In-House Legal Solutions NDA Guidance Note Series – Indemnities in a Non-Disclosure Agreement

Indemnities NDA

Indemnities in a Non-Disclosure Agreement

We comment on the inclusion of indemnities in a non-disclosure agreement (“NDA”), in this Part 4 of the In-House Legal Solutions NDA Guidance Note Series.


Whilst not market standard, it is not uncommon to see a request for indemnification for all losses (damages, costs and expenses) arising out of a breach of an NDA crop up in the initial draft. It will often be a point of contention and negotiated quite heavily.


The stance you take will depend on whether you are the party disclosing or receiving the confidential information, as indemnities are usually disclosing party friendly.


From the receiving party’s point of view, indemnities are a red flag, and they may wish to delete an indemnity straight away or seek to limit the damages that the disclosing party is entitled to, by excluding indirect, financial and consequential losses and only to the extent that the disclosing party has taken all reasonable steps to mitigate its losses.


However, the discloser may push quite strongly for indemnification depending on the nature of the information being disclosed and the implications of breach.
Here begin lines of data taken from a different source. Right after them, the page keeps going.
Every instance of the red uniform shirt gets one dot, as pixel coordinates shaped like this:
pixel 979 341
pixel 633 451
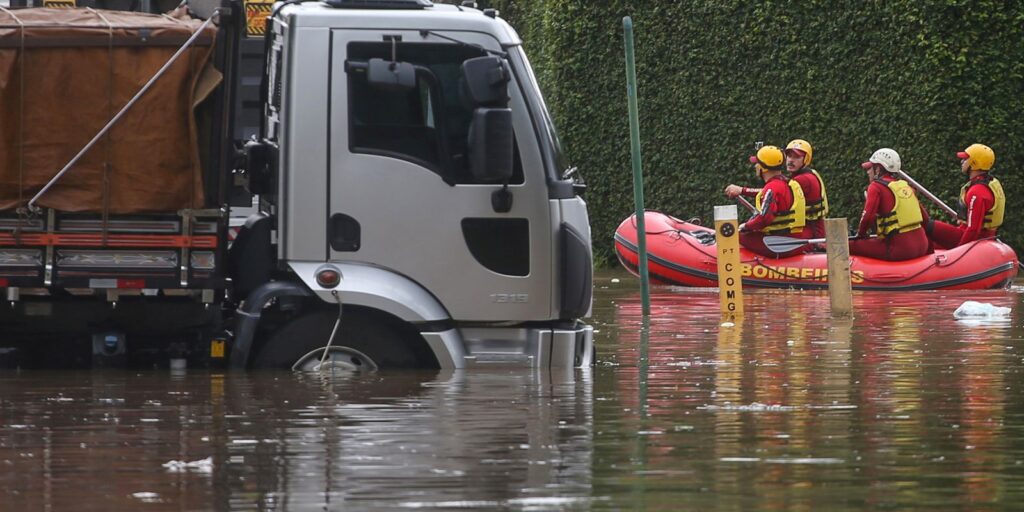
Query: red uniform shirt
pixel 776 198
pixel 809 182
pixel 880 201
pixel 979 200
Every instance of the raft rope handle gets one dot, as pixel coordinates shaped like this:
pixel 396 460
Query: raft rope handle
pixel 758 261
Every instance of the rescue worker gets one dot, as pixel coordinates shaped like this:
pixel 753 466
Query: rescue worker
pixel 981 205
pixel 779 204
pixel 798 162
pixel 892 209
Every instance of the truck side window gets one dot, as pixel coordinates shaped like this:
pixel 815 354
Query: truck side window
pixel 428 125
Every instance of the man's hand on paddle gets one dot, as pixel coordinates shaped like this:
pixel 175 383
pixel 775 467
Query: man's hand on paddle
pixel 733 190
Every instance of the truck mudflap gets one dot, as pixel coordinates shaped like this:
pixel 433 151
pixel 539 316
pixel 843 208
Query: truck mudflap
pixel 247 317
pixel 537 347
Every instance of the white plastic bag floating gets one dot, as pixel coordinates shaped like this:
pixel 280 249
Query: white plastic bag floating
pixel 972 309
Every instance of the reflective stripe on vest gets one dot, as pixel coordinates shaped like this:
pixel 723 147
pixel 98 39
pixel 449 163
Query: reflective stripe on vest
pixel 905 215
pixel 787 221
pixel 817 209
pixel 993 217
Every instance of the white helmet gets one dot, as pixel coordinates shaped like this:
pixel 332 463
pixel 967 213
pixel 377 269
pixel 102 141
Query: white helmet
pixel 887 158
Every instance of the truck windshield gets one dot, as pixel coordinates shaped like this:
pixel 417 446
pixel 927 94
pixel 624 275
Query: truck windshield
pixel 427 125
pixel 554 145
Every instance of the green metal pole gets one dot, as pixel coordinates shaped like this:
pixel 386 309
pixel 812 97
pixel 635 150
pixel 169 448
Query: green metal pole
pixel 631 90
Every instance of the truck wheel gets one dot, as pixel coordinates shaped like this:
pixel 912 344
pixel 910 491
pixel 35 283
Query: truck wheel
pixel 361 344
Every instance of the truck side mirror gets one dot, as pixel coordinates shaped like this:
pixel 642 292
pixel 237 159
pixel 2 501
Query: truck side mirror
pixel 491 144
pixel 259 164
pixel 484 88
pixel 485 81
pixel 390 75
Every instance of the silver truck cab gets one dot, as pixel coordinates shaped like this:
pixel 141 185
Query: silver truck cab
pixel 376 204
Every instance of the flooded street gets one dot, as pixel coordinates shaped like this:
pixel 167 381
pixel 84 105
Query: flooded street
pixel 903 407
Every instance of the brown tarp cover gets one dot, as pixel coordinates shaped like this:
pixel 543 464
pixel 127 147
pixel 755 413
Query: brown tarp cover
pixel 64 74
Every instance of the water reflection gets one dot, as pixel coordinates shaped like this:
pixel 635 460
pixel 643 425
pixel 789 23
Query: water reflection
pixel 280 441
pixel 901 407
pixel 791 409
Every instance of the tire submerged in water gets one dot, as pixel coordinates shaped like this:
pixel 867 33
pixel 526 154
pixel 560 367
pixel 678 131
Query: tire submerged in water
pixel 363 343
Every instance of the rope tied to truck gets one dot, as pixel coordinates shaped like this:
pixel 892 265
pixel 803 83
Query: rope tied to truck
pixel 22 215
pixel 108 146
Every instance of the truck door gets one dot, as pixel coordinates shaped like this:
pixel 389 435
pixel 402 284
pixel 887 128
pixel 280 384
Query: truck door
pixel 401 196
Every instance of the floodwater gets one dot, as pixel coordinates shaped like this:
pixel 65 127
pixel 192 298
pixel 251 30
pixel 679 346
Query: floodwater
pixel 902 408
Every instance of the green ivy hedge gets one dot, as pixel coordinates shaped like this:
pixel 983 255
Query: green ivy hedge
pixel 925 77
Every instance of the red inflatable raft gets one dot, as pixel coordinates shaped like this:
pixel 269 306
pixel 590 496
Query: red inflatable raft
pixel 684 254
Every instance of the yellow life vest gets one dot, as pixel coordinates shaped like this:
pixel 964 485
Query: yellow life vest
pixel 993 217
pixel 788 221
pixel 905 216
pixel 817 209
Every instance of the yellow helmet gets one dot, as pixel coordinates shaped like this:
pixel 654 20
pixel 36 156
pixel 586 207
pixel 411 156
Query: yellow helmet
pixel 979 157
pixel 803 146
pixel 770 158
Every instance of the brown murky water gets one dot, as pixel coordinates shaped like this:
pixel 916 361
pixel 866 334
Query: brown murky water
pixel 904 407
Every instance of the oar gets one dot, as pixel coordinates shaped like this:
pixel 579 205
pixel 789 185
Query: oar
pixel 927 194
pixel 779 245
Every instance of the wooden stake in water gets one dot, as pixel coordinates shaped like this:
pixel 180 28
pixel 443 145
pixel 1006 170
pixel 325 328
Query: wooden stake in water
pixel 730 288
pixel 631 92
pixel 838 250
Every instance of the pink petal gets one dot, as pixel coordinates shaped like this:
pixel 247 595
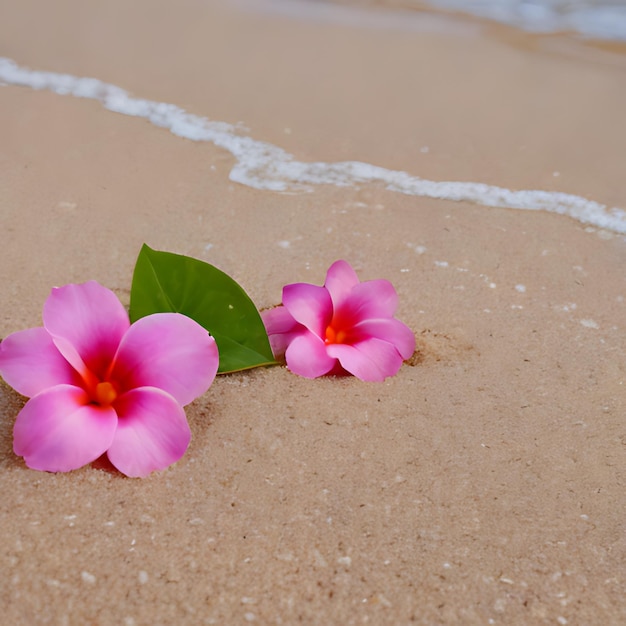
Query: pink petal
pixel 371 360
pixel 340 279
pixel 309 305
pixel 391 330
pixel 152 432
pixel 58 430
pixel 86 322
pixel 306 356
pixel 169 351
pixel 30 362
pixel 281 329
pixel 369 300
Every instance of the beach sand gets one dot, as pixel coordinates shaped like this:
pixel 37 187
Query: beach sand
pixel 485 483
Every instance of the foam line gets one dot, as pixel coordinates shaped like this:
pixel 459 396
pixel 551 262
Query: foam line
pixel 264 166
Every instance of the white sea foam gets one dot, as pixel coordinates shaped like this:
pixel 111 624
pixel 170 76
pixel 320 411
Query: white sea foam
pixel 265 166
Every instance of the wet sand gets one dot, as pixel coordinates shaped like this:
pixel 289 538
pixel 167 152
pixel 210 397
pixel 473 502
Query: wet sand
pixel 484 484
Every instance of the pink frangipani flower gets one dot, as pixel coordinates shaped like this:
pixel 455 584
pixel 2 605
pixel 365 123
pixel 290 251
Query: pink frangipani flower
pixel 344 326
pixel 98 384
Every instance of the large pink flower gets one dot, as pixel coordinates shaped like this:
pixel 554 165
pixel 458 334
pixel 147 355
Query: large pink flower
pixel 344 326
pixel 98 384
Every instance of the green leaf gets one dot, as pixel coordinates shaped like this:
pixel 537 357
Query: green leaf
pixel 167 282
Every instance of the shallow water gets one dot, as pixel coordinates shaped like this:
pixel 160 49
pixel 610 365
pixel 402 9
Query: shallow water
pixel 597 19
pixel 265 166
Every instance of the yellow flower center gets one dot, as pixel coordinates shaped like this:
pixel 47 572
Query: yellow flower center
pixel 105 393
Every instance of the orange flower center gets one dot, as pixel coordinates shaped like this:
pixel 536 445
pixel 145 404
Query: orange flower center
pixel 104 393
pixel 335 336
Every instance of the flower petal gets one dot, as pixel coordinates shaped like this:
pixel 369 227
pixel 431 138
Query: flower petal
pixel 306 356
pixel 391 330
pixel 58 430
pixel 371 360
pixel 340 279
pixel 86 322
pixel 281 329
pixel 30 362
pixel 152 432
pixel 369 300
pixel 309 305
pixel 169 351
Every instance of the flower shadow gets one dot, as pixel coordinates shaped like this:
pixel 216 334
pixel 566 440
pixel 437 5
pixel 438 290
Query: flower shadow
pixel 11 403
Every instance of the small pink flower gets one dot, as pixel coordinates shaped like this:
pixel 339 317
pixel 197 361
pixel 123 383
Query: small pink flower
pixel 344 326
pixel 98 384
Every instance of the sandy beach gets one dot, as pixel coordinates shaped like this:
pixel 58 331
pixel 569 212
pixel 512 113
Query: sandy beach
pixel 485 483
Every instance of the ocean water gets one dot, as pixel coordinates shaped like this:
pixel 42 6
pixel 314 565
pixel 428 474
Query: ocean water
pixel 265 166
pixel 597 19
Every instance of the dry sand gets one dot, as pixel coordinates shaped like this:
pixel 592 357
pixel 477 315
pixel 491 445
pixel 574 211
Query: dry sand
pixel 484 484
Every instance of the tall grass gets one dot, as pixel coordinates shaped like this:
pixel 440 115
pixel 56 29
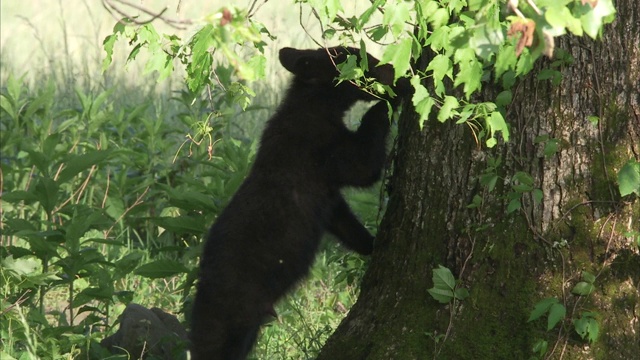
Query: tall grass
pixel 97 181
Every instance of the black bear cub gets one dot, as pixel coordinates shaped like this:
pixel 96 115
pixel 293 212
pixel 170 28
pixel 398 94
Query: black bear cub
pixel 266 238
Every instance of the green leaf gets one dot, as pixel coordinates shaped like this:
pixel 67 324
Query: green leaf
pixel 74 164
pixel 399 55
pixel 421 100
pixel 629 178
pixel 441 66
pixel 557 312
pixel 587 325
pixel 447 110
pixel 47 192
pixel 161 269
pixel 397 16
pixel 588 277
pixel 541 308
pixel 443 278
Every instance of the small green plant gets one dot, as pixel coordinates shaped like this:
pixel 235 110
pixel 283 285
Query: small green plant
pixel 629 178
pixel 586 325
pixel 445 289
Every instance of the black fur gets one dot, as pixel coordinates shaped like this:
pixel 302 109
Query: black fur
pixel 266 238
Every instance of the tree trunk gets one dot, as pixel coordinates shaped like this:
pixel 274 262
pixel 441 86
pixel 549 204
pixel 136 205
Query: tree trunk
pixel 511 262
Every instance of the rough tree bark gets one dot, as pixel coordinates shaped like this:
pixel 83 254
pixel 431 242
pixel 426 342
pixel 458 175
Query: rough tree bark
pixel 509 262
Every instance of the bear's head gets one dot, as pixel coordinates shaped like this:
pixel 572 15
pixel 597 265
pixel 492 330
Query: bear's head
pixel 318 67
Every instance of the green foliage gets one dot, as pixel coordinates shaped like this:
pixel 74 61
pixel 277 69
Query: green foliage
pixel 553 308
pixel 586 326
pixel 444 288
pixel 211 53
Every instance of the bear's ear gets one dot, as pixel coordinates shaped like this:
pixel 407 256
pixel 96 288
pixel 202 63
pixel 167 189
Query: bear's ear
pixel 310 66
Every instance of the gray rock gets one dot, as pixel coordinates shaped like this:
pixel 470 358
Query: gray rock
pixel 144 333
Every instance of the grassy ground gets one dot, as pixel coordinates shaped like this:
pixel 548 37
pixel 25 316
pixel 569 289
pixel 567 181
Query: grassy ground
pixel 73 241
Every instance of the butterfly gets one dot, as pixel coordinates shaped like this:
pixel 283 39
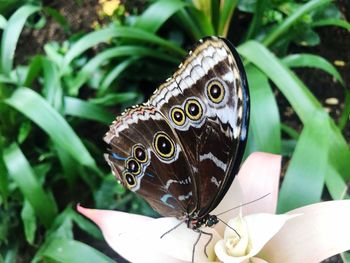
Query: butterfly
pixel 182 148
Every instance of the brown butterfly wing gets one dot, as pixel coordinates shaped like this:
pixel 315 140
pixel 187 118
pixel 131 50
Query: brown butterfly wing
pixel 146 156
pixel 214 139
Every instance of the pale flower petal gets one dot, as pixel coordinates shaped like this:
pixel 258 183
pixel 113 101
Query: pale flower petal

Indemnification would relieve the disclosing party of having to mitigate any loss and they may argue that much of the harm caused by a breach may be indirect or economic in nature so they will not agree to excluding this. There may also be more favourable time limits in their being able to bring a claim under and indemnity as opposed to a damages claim.


It is worth bearing in mind however that the absence of an indemnity does not preclude the disclosing party from being able to claim damages or seek an injunction for example, provided that the NDA is drafted so as to cater for this.


Inevitably indemnity clauses will be heavily negotiated and will centre around the facts and the likely losses and risks involved in the unauthorised disclosure of confidential information. It is very important to carefully consider and seek legal advice when faced with such clauses.